Christopher Sean: Ok, Krystal, any closing remarks?
Krystal: So, for vintage lingerie go to pearls and lace. (@pearlsandlace) on Instagram. I did have a blog called LeFab Detroit and I feel like it’s making a resurgence ..I kind of like put it down because things just not working out how I wanted them to at that time but as of today and the people I’ve been hanging out with and talking to you guys, I feel like the creative side of me is going to be able to sustain itself. It will be able to show itself again so I’m going to be using that more. But that about it (laughs)

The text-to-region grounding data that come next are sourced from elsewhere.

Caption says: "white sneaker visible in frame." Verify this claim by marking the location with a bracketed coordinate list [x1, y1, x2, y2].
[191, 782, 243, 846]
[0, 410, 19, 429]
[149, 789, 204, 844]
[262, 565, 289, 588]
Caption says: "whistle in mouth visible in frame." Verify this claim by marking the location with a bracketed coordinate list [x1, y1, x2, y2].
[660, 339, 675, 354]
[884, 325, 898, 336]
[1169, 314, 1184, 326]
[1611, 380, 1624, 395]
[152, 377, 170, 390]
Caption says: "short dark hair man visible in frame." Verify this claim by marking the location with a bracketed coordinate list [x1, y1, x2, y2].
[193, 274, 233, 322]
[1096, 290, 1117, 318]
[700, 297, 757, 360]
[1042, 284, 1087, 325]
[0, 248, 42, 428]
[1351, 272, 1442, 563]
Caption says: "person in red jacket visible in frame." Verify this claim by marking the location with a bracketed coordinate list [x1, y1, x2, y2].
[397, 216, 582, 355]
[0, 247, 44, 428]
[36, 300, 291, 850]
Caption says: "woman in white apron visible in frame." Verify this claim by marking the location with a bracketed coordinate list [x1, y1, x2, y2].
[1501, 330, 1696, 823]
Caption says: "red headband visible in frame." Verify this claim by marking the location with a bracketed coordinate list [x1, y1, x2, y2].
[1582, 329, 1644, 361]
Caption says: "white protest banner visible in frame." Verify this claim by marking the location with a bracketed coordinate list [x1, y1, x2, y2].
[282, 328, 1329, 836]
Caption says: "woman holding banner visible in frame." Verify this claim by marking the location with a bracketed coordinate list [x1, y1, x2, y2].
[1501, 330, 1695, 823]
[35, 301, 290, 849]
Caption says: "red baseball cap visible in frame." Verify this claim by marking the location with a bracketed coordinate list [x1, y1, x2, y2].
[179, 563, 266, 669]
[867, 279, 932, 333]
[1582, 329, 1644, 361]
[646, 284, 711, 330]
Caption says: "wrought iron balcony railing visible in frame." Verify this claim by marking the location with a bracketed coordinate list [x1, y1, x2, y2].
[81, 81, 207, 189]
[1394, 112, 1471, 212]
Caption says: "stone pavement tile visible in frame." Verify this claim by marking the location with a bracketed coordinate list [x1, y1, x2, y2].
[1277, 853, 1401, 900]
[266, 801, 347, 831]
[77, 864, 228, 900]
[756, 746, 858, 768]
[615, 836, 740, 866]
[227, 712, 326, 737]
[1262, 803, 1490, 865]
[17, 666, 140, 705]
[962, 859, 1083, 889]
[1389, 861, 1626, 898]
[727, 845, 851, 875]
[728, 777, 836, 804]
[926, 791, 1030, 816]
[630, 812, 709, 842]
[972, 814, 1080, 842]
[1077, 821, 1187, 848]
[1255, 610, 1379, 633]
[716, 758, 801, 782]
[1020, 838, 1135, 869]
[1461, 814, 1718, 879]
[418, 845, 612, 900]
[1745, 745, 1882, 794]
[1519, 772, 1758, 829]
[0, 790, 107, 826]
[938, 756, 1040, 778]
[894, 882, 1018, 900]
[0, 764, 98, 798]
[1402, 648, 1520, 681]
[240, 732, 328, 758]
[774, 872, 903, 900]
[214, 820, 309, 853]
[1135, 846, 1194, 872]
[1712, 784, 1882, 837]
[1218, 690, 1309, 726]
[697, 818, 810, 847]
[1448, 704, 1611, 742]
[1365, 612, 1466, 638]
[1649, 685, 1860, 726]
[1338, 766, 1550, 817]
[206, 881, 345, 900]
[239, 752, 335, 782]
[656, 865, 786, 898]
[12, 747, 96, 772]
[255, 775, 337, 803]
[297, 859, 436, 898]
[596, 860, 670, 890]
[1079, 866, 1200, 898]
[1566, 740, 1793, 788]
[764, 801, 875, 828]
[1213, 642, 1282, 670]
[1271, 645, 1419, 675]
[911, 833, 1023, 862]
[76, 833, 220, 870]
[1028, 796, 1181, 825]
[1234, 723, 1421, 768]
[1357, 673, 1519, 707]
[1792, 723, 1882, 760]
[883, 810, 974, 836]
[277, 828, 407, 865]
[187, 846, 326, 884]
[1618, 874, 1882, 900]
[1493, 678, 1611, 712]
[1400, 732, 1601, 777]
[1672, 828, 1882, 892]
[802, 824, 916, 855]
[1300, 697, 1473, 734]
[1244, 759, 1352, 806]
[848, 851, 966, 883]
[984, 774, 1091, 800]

Mary-Ann: Also, with the Pop Up Shop, this is our first time doing it and we have 3 vendors and it’s in my loft. This loft has been used and filmed and been in a music video recently (laughs). And so now it’s gonna be a Pop Up Shop. I Love my loft, I feel lucky to live here. Though the outside of the building is really scary but don’t let that put you off everybody! So, if it’s successful and we get a good turnout I’d like to do the Pop Up Shop once a month. I’d be open to new vendors coming here and having a little space. I just want it to be fun. The purpose of it is to have a fun space where people can come together, have a good time in the afternoon that doesn’t necessarily have to involve getting drunk or whatever, ya know. It’s just about meeting new people and having a good time out in the city. But we will be serving things on a donation base so we’ll have some wine and coffee and tea on offer for a small donation. I hope everyone comes everyone’s welcomed! And Myron, the Yellow Wall man, a great photographer, we’ve done a little photo shoot to help promote and advertise and get the message out about this little Pop Up Shop so that it can take place once a month and those pictures will be on Instagram in the next 24hours.
Christopher Sean: *In British Accent* Alright ladies, it’s been a pleasure. They can’t see me shaking yours hands (laughs) but I’m doing it, I’m doing it.
Mary-Ann and Krystal: (laughs) Thankyou.